Apesar de tudo isso, podemos dizer que existe um grande abismo, uma grande diferença entre o
comportamento dos animais e o dos seres humanos. Para dar um só exemplo, mesmo o chimpanzé mais
evoluído possui apenas rudimentos do que lhe permitiria desenvolver a linguagem simbólica e tudo o que dela
resulta: aprender, reelaborar o conteúdo aprendido e promover o novo (invenção). Isso quer dizer que a vida de
cada animal é uma repetição do padrão básico vivido pela sua espécie. Já o ser humano tem, individualmente e
como espécie, a capacidade de romper com boa parte do seu passado, questionar o presente e criar a
novidade futura.
É claro que exitem fatores genéticos e socioeconômicos que limitam certas mudanças, favorecem ou
dificultam a realização de determinados desenvolvimentos. Além disso há vários tipos de crenças, ideologias e
condicionamentos que impedem as pessoas sequer desejar uma transformação em si mesmas ou à sua volta.
Por fim, todo ser humano apresenta também reflexos e instintos vinculados a estruturas biológicas hereditárias
próprias da espécie humana.
O que queremos destacar, no entanto, é que o ser humano não nasce pronto pelas "mãos da natureza".
A vida de cada indivíduo depende do parto de si mesmo, num processo permanente de "nascer sem parar".
O que determina, então, essa diferença entre o "animal homem" e todos os outros animais?
O ponto de transição
Podemos fazer agora as seguintes perguntas: onde acaba, no ser humano, a natureza e começa a
cultura? Em que ponto, em que momento, com que fato ocorreu essa transição ou essa síntese?
O tema é polêmico. Alguns estudiosos afirmam que não há um limite rígido entre natureza e cultura,
enquanto para outros um provável indicador desse limite seria a construção de instrumentos de trabalho. Aqui
destacaremos duas correntes interpretativas que consideramos as mais relevantes.

Linguagem e comunicação
Alguns estudiosos entendem que o fator determinante da transição natureza -cultura é a linguagem.
Trata-se de uma corrente que entende o ser humano fundamentalmente como um ser lingüístico.
Assim, segundo esse antropólogo, o que teria distanciado definitivamente o homem da ordem comum
dos animais - animal que ele também é e nunca deixará de ser - e permitido a sua entrada no universo da
cultura seria o desenvolvimento da linguagem e da comunicação.
De fato, a linguagem constitui uma das dimensões mais importantes da cultura, pois é ela que permite o
intercâmbio das experiências e as aquisições culturais.
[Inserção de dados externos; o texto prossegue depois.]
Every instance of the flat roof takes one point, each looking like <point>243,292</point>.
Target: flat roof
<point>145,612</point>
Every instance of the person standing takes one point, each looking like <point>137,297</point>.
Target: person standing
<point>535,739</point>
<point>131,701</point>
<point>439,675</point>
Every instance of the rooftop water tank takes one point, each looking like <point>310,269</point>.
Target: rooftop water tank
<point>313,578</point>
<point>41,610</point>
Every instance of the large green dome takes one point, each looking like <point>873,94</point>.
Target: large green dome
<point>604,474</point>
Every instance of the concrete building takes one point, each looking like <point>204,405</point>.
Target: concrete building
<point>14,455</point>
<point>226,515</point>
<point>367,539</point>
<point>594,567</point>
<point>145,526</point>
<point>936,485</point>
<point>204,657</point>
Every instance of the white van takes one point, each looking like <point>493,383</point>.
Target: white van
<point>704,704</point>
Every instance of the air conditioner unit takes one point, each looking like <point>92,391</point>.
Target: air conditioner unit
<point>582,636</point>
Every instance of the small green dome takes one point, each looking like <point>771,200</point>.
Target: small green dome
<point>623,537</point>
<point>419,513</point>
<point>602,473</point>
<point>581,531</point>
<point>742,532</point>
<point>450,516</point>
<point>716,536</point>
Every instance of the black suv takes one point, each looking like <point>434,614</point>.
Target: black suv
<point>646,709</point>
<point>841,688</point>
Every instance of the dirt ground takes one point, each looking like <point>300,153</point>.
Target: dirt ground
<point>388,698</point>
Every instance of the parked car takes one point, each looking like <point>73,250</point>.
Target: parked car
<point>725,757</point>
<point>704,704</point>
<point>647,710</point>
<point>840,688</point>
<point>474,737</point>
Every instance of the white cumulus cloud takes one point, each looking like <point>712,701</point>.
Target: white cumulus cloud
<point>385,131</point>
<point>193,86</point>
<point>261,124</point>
É pela linguagem, por exemplo, que os pais comunicam
aos filhos não apenas suas experiências pessoais, mas algo mais amplo: as experiências acumuladas e
compartilhadas pela sociedade. De modo inverso, é também por meio da linguagem que o conhecimento
individual de cada pessoa pode incorporar-se ao patrimônio social.

Trabalho
Outra vertente interpretativa, desenvolvida por Karl Marx, filósofo alemão do século XIX, entende que é
o trabalho que possibilita a distinção entre ser humano e animais; portanto, entre cultura e natureza. É a partir
do trabalho, e da fonna como se dá o processo de produção da vida material dos homens, que todas as outras
fonnas de manifestações humanas se desenvolvem. Para Marx:

Pode-se considerar a consciência, a religião e tudo o que se quiser como distinção entre os homens e os animais; porém esta
distinção só começa a efetivar-se quando os homens iniciam a produção dos seus meios de vida.
MARX, K. e ENGEl, F. Ideologia alemã, v. 1, p. 19

De acordo com essa interpretação, portanto, é o modo como os homens constroem sua vida material
que dá origem à elaboração da vida espiritual e das relações sociais, formando um conjunto que constitui a
cultura. Isso quer dizer também que não podemos falar de cul.tura no singular, mas sim de culturas, pois elas
são multiplas e variáveis, de acordo com a diversidade dos modos de ser e viver das coletividades humanas.